The finance analysts at Cyclistic have determined that annual members contribute higher profits compared to casual riders. Recognizing the importance of annual memberships for future growth, the director of marketing has assigned me the responsibility of understanding the differences in how annual members and casual riders utilize the bike-share service. By conducting an in-depth analysis of the historical bike trip data, my goal is to provide a comprehensive summary, including supporting visualizations and key findings, along with my top three recommendations based on the analysis.
This analysis will focus on identifying distinct usage patterns, including ride duration, frequency, popular routes and specific times and days of the week when the service is utilized the most. To align with the marketing strategy development timeline, I will complete this analysis within one week. The outcome of this project will play a crucial role in driving the future success of Cyclistic’s bike-share program.
To complete this project, I followed the six steps of the data analysis process: ask, prepare, process, analyze, share, and act
- How do annual members and casual riders use Cyclistic bikes differently?
- The key stakeholders are:
- Lily Moreno: The director of marketing and my manager
- Cyclistic Executive Team: The executive team will decide whether to approve the recommended marketing program.
- Obtained the historical trip data from Cyclistic for analysis by downloading the previous 12 months of Cyclistic trip data (May 2022 to April 2023)
- The data is organized in a structured way, in 12 different comma-separated value (CSV) files for each of the months
- There is no issue of bias or credibility. For the purpose of this case study the data seem to be Reliable, Original, Comprehensive, Current, and Cited.
- The data is made available by Motivate International Inc. under the specified license
- The data does not contain any personally identifiable information (PII) of riders
- Data integrity is performed using data cleaning, validation, and verification to ensure accuracy and integrity of the data. These steps may include checking for missing values, outliers, and inconsistencies within the dataset.

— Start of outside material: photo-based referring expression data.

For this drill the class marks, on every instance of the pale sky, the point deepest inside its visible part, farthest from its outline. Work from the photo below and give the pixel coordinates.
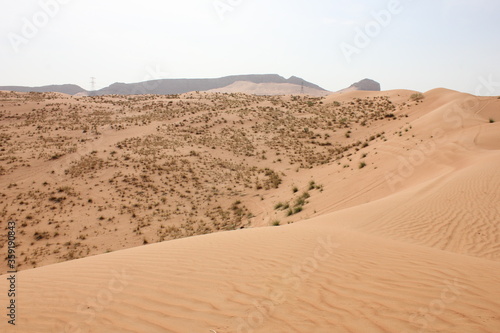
(414, 44)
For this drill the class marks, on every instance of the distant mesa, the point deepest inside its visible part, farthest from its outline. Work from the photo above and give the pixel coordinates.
(363, 85)
(258, 84)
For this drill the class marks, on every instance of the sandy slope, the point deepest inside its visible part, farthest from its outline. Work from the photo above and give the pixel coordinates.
(418, 253)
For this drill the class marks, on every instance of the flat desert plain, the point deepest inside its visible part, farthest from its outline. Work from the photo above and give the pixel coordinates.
(210, 212)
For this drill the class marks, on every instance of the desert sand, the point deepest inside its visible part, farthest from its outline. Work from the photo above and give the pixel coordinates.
(397, 231)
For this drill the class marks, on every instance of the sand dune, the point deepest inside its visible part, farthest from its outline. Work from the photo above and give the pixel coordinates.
(408, 243)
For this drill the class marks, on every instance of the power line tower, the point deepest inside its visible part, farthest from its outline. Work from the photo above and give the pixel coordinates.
(92, 86)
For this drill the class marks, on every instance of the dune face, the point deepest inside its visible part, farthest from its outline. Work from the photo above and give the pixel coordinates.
(354, 212)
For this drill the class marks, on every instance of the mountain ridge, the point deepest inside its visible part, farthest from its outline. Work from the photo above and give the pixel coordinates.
(180, 86)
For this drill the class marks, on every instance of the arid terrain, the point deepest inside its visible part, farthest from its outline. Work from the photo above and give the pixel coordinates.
(353, 212)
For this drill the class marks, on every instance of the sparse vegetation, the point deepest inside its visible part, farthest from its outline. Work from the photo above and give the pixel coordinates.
(417, 97)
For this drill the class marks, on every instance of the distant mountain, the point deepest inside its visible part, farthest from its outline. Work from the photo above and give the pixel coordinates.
(70, 89)
(261, 84)
(365, 85)
(270, 89)
(180, 86)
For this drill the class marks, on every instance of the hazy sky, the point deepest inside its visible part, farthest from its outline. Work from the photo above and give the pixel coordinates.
(419, 44)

NOTES: There are some limitations with the dataset provided such as prices for membership, demographic information about the riders that could help in covering a more in-depth analysis. But as stated prior, for the purpose of this exercise the data is perfectly fine.
Excel and R were used to process the data. Excel is great at quickly glancing at the individual files before using R. After the initial glance, R was used for cleaning, analyzing, and visualizing the data
- Removed missing data when it could not be added by the lookup of similar data
- Removed duplicates from observations
- Removed the following from the dataset: “start_station_name”, “end_station_name” “start_lat”, “start_lng”, “end_lat”, “end_lng”, “start_station_id”, and “end_station_id”
- Created “day_of_week” which represent the day of the week for each observation, “ride_length” as the duration (in minutes) based on start and end times, and “date” as the full date of the observations
- Removed observations that had "ride_length" less than or equal to zero
- Removed observations that had "ride_length" outliers
- Formatted "day_of_week" and "ride_length" as numeric, and later formatted "day_of_week" to a string
With these steps we transformed the data from its raw format to a usable format suitable for analysis.
After cleaning the data in R, I ran some descriptive analysis on the it. From May 2022 to April 2023, Cyclistic has serviced over 5, 000, 000 customers. I calculated the count of annual members and casual riders as can be seen in Figure 1. There was a total of 5,322,080 riders that used Cyclistic bike-share. Out of those 2,004,701 were casual riders and 3,317,379 were annual members. The days where we saw most of the activity were on Thursday for annual members and Saturday for casual riders. The average ride duration was approximately 13 minutes for the casual riders and approximately 11 minutes for the annual members.
Process, Analyze, and Sharewere done in R using this script
My conclusion is that Cyclistic’s customers used the bike-sharing services differently. Annual members used the services more frequently than the casual riders over Monday-Saturday and had a peak usage on Thursdays. Casual riders used the services more frequently on Saturday. Based on the average ride duration and consistency of user, we can conclude that annual member commute daily, whilst casual riders use the services for leisure.
Creating different memberships to attract casual riders based on their need, such as a weekend membership. Additionally, creating a loyalty program for annual members might help in increasing the numbers. Lastly, expanding the network to covert a bigger territory would help grow the services.